Non garantire l’equità orizzontale di una misura fiscale o di welfare è una scelta politica legittima, anche se per molti ingiusta in linea di principio, e non è la prima volta che succede: un esempio recente è quello della flat tax, cioè il regime fiscale agevolato introdotto nel 2019 con cui i lavoratori autonomi fino a 85mila euro di reddito pagano al massimo il 15 per cento di imposte, mentre i lavoratori dipendenti con lo stesso livello di reddito sono sottoposti ad aliquote dal 23 al 43 per cento.

Se però i vantaggi sulla tassazione hanno conseguenze quasi solo personali, inserire un’agevolazione di questo genere sull’ISEE significa creare uno squilibrio nelle politiche familiari e nel modo in cui sono concepite: per esempio, una famiglia con lo stesso ISEE di partenza di un’altra potrebbe trovarsi a passarle avanti nella graduatoria di un asilo nido solo per i suoi investimenti in titoli di Stato.

Allo stesso modo l’esclusione dei titoli di Stato dal calcolo dell’ISEE vìola il principio cosiddetto di “equità verticale”, cioè quello per cui il sistema di sussidi e servizi dovrebbe essere più generoso verso le famiglie più povere: ottenendo un ISEE più basso, una famiglia che ha investito in titoli di Stato potrebbe avere diritto a più benefici di una più povera.
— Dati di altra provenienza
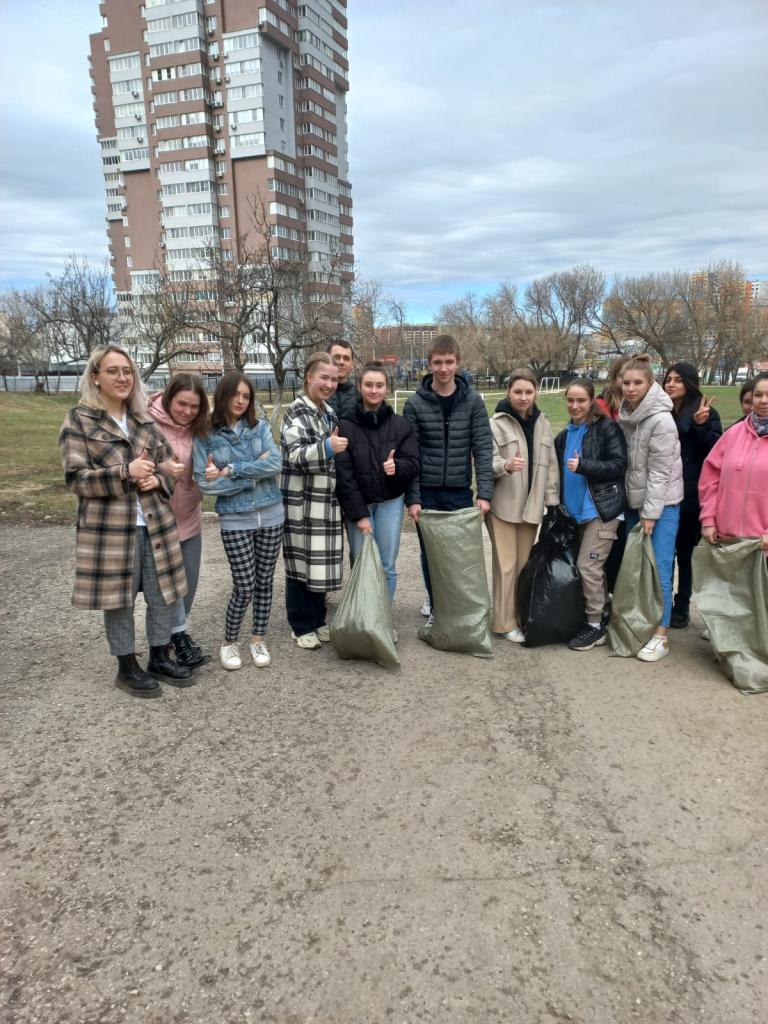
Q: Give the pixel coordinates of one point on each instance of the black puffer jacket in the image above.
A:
(695, 443)
(446, 451)
(343, 400)
(603, 461)
(360, 479)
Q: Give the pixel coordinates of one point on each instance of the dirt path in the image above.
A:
(547, 837)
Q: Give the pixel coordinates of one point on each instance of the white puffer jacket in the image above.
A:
(654, 477)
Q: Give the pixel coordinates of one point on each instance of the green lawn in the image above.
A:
(32, 482)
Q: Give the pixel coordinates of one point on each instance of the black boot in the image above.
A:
(132, 678)
(162, 667)
(187, 652)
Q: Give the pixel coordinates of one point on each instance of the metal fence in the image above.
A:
(264, 387)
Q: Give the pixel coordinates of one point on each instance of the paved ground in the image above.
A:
(546, 837)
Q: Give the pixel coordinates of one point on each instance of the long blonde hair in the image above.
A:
(90, 395)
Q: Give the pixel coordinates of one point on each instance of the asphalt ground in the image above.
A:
(545, 837)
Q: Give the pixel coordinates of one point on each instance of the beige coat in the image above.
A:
(511, 500)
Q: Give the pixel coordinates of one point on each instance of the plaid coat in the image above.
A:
(312, 545)
(94, 451)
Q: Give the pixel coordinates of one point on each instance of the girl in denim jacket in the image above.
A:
(240, 463)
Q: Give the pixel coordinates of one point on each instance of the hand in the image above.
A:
(140, 468)
(151, 482)
(172, 467)
(701, 415)
(338, 443)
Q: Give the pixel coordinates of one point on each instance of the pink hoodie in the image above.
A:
(733, 485)
(186, 498)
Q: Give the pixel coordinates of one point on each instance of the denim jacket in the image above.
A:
(253, 481)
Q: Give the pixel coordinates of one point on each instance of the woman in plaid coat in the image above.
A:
(312, 542)
(122, 470)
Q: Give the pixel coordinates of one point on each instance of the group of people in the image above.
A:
(347, 463)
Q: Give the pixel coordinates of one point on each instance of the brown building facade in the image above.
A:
(205, 107)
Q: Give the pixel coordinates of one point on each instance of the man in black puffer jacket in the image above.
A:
(453, 430)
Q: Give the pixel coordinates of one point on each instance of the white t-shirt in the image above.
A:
(123, 424)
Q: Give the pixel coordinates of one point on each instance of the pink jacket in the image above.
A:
(733, 485)
(185, 500)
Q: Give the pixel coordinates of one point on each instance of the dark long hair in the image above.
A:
(225, 391)
(188, 382)
(689, 376)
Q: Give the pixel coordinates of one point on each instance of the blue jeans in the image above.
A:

La misura è dunque regressiva, cioè avvantaggia le famiglie più ricche che possono permettersi di risparmiare e investire, mentre svantaggia quelle più povere, che tipicamente non riescono a farlo.

Una sede INPS di Milano (LaPresse – Claudio Furlan)

È un provvedimento che può sembrare marginale, ma che potenzialmente riguarda moltissime persone: l’ISEE è compilato infatti ogni anno da più di dieci milioni di nuclei familiari (che possono essere composti anche da una persona sola). Nella sostanza è un valore in euro, che si usa per capire se si ha o meno diritto a sussidi e servizi pubblici erogati proprio in base alla condizione economica: tra questi ci sono l’accesso all’asilo nido, il pagamento dell’assegno unico per i figli o anche dei sussidi che hanno sostituito il reddito di cittadinanza. Un altro esempio recente: il bonus da mille euro per i figli nati nel 2025, introdotto dalla legge di bilancio appena approvata, è riservato a chi ha un ISEE familiare entro i 40mila euro.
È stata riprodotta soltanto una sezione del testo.